Ahora y aquí es el momento de decir que Nicolás del Hierro es mi paisano, piedrabuenero de afán y pregón, lugar en donde se le quiere, honra y respeta, lugar que ha creado un premio con su nombre que lleva 17 convocatorias, y que ha servido tanto para descubrir poetas jóvenes como para confirmar la trayectoria de otros grandes. (Mª Luisa Mora – Mª Antonia Ricas) Es aquella tierra volcánicamente negra, que bien conozco, la que le nutre; son las aguas del río Bullaque, que bien conozco, las que le prestan su murmullo, su canción para el verso; es la brisa que llega desde el castillo de Miraflores, que bien conozco, la que orea y aventa la sonora claridad de su verbo. Y son el rumor de cereal en mayo y el sol que nada más salir busca su mirada los que le escriben.

Allí, en Piedrabuena, levantó dos casas, allí tiene cautiva la voluntad de su pecho.
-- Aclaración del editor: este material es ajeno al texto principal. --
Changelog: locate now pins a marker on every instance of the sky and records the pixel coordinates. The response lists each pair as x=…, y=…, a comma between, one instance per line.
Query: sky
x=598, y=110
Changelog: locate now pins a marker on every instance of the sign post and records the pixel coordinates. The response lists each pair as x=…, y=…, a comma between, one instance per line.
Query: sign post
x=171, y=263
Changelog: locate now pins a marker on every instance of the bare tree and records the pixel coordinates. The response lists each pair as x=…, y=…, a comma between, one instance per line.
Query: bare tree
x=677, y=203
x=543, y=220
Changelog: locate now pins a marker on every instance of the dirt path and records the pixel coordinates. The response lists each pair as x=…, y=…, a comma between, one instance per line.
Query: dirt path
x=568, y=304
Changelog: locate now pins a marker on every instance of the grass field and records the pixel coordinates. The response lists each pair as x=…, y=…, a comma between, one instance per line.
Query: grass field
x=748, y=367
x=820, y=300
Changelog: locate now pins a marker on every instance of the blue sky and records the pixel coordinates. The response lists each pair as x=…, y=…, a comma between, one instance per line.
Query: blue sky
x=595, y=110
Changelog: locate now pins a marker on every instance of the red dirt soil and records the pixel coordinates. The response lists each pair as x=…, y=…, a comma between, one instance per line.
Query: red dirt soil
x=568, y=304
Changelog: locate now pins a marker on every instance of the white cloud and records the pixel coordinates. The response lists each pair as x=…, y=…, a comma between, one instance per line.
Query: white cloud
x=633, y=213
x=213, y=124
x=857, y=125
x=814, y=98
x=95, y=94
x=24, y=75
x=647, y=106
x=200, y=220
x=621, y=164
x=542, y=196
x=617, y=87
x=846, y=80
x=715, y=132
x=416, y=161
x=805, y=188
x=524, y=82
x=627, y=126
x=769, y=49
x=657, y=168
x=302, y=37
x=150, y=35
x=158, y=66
Yo sé que todos lo sabéis, porque él nunca lo ha ocultado, pero yo tengo la placentera obligación de proclamarlo, de decíroslo en esta entrañable ocasión, porque en su obra encontraréis el color asfaltado del mundo urbano que lo acogió desde los 20 años, pero hallaréis a raudales historias que hablan de la ruralidad de su origen, un origen labrador, de tierra adentro. La calle, el abuelo, las prontas pérdidas, padre y madre, que tanto marcaron el camino de su infancia, los objetos, los días y sus costumbres, los barbechos esperando, la semilla de la guerra… -recuerden que es hijo de una generación nacida a flor de bala- están escritas en su tinta. Este niño, dijo su madre clavando decidida su mirada en los ojos del padre, no será del campo. Y esa voluntad materna de salvarle de la rutina, de los afanes nobles, pero trabajosos, para entregárnoslo al mundo del espíritu, de la belleza, ha sido una bendición para todos nosotros.

No quiere decir mucho más de alguien a quien considero mi hermano mayor vital, mi hermano mayor poético, sino lamentar los años en que, conociendo su poesía, me faltaba su contacto de conversación, de compromiso, de abrazo. Cuando esto se consiguió, a principios de los 90, puedo decir que se abrieron para mí no solamente ventanas, sino grandes puertas. Porque eso es lo que consiguen las personas que pasan por la vida dando, las que saben incorporar a las demás al camino.

Y ahora, permítanme que elija este momento para leer su poema “Retrato”, poema con el que cierra su recopilación poética El color de la tinta (Vitruvio 2012), unos versos que tanto dicen de él, aunque esté escrito en tercera persona.

Porque tenía el alma rota,
crecía en la razón de su esperanza:
amaba en el silencio.

Amaba como aquel
que da migas de paz a los gorriones
o se despierta al alba y sale al campo
para mojar su sed en el rocío.

Era un ser como un árbol,
alguien que se aferraba a su interior
como el silencio al fondo de las simas,

simas en donde ni los ojos
ni las manos ni el grito de los hombres
quiebran la oscuridad, aquellas donde
ni las huellas de nadie, ni la tinta,
dejaran sus señales a la Historia.

Le tenían por loco,
iluso, cándido...
pero era un ángel libre,
que consumió sus horas escribiendo
sobre la perfección de los humanos.

Yo sé, para terminar, que he aprovechado el acto como ocasión para manifestar una realidad muy importante para mí. Porque es necesario no perderse. Y por decirlo en palabras de nuestro gran Eladio Cabañero en su poema “El andamio”, aquí no se trata de pasarse de torpes o de listos sino de amarrar bien, con fuerza, los amarillos puños del esparto, los recrecidos lazos del afecto, los que ligan, los que pueden salvarnos. Yo sé que he aprovechado la ocasión para decirles esto: que me ha hecho feliz el honor que se le concede, que estoy feliz por estar acompañándolo, que durante tantos años siempre he encontrado momentos felices en la hondura y la calidad de su poesía y persona. Que soy feliz porque Nicolás del Hierro es mi amigo. Nada más.